Color correction of images is hard to describe. Many of the color tools don't have very wide or precise range, and frankly, other than minor tweaks, they don't always work so well. They are not always sufficient for the bad problems. The situation is often complicated by the need for non-linear correction. The color cast often varies with luminance, so that the shadows and highlights need different amounts of correction. This can rule out the simpler tools except for the mild color casts.

Faded slides are among the worst cases, so we look at that here. The method is general however, and is useful for most any purpose. These are 325 dpi scans of a 35 mm slide.

This is an Ektachrome slide, 40 years old when it was scanned, and it is pitiful, very red all over, more than pink. Your images will not likely be worse than this. Kodachrome slides keep much better, but my luck with old Ektachome has not been so good. This one has faded badly, and some spots have developed.




The slide did not become more red over time. Film contains Cyan, Magenta and Yellow dyes, and the dyes faded, mostly the Cyan dye faded away. This is NOT just a color cast that can be "corrected", it is permanent damage needing repair, beyond correction. The detail in the Cyan layer is gone now. It's a very tough image, image detail is permanently lost now.



This is its histogram, and a conventional setting of the B&W Points.


Then, to that is added the ScanWizard Color Tint tool.

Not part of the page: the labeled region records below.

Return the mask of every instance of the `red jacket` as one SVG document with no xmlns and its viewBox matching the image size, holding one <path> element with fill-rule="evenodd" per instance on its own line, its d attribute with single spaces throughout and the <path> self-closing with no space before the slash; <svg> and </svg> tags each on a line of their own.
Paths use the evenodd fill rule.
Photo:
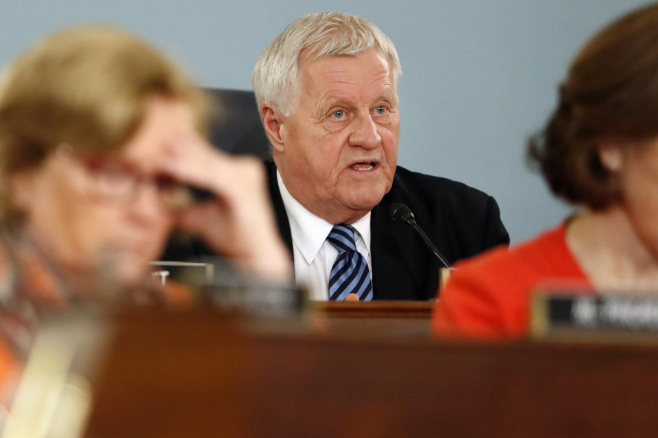
<svg viewBox="0 0 658 438">
<path fill-rule="evenodd" d="M 509 251 L 499 247 L 458 263 L 435 309 L 433 333 L 518 337 L 527 333 L 530 298 L 538 283 L 556 282 L 593 293 L 565 231 L 562 224 Z"/>
</svg>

The conventional treatment is to move the center of the Color Wheel away from the color of the color cast. I have moved the center point as far away from Red as possible, but it is not the right treatment for this slide. See the tiny white center dot has been moved to the far left, all the way towards Cyan, specifically away from Red. It is better, but not sufficient. But generally with only a slight color cast, you can simply move the center point of the color wheel a bit in the opposite direction of the cast.

The color wheel does show the relationship of RGB and CMY colors.

Note the basics of it:

Cyan is opposite Red, and between Blue and Green.
Yellow is opposite Blue, and between Red and Green.
Magenta is opposite Green, and between Red and Blue.

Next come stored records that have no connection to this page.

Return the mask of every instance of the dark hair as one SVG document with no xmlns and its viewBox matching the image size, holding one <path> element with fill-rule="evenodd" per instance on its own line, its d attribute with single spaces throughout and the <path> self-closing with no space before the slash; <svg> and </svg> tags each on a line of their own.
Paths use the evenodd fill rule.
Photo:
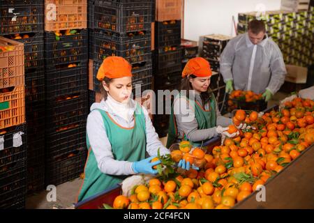
<svg viewBox="0 0 314 223">
<path fill-rule="evenodd" d="M 195 75 L 190 75 L 188 77 L 188 76 L 182 79 L 181 81 L 181 86 L 180 91 L 186 90 L 186 97 L 189 98 L 189 91 L 190 90 L 193 90 L 191 83 L 190 82 L 190 78 L 195 78 L 197 77 Z M 200 94 L 200 97 L 202 99 L 202 102 L 203 103 L 203 107 L 207 103 L 209 100 L 211 98 L 212 91 L 211 89 L 209 86 L 207 91 L 202 92 Z"/>
<path fill-rule="evenodd" d="M 108 77 L 104 77 L 103 79 L 103 82 L 105 82 L 106 83 L 107 86 L 109 86 L 111 82 L 112 82 L 112 78 L 108 78 Z M 107 97 L 108 96 L 108 93 L 107 93 L 106 90 L 105 90 L 103 86 L 103 82 L 99 82 L 99 91 L 100 91 L 100 94 L 103 95 L 103 98 L 105 100 L 107 100 Z"/>
<path fill-rule="evenodd" d="M 265 32 L 265 24 L 264 21 L 253 20 L 248 22 L 248 29 L 254 34 L 258 34 L 260 32 Z"/>
</svg>

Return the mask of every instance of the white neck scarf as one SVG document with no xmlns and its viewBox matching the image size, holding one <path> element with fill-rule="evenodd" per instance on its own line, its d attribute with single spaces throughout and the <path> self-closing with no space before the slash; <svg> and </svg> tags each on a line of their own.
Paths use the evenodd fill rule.
<svg viewBox="0 0 314 223">
<path fill-rule="evenodd" d="M 116 114 L 125 119 L 130 120 L 130 103 L 121 103 L 112 98 L 109 94 L 107 97 L 106 104 Z"/>
</svg>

Hue and Saturation tools use this color wheel too, although few show it clearly. Hue is the movement around the circle, Red is 0 degrees, Green is 120 degrees, and Blue at 240, returning to red at 360 degrees. Saturation is a move across the radius of the circle. The center is gray.



Photoshop has one of the better Color Balance tools, allowing separate settings for shadows, midrange, and highlights (Umax Magicscan has a similar tool). But the Photoshop Color Balance range also does not have sufficient range for this particular image, the required change is too extreme. Notice the relationship in the colors is the same here, that Cyan is the inverse of Red, etc.



Anyway, that scan from ScanWizard above is vastly better, but it is still light pink all over, particularly noticeable in the sky. The spots are green.

This is hard if the image is so bad to start with. Too much Red is actually too little Green and Blue, they have faded. The color wheel shows us that adding Green and Blue is the same as removing Red.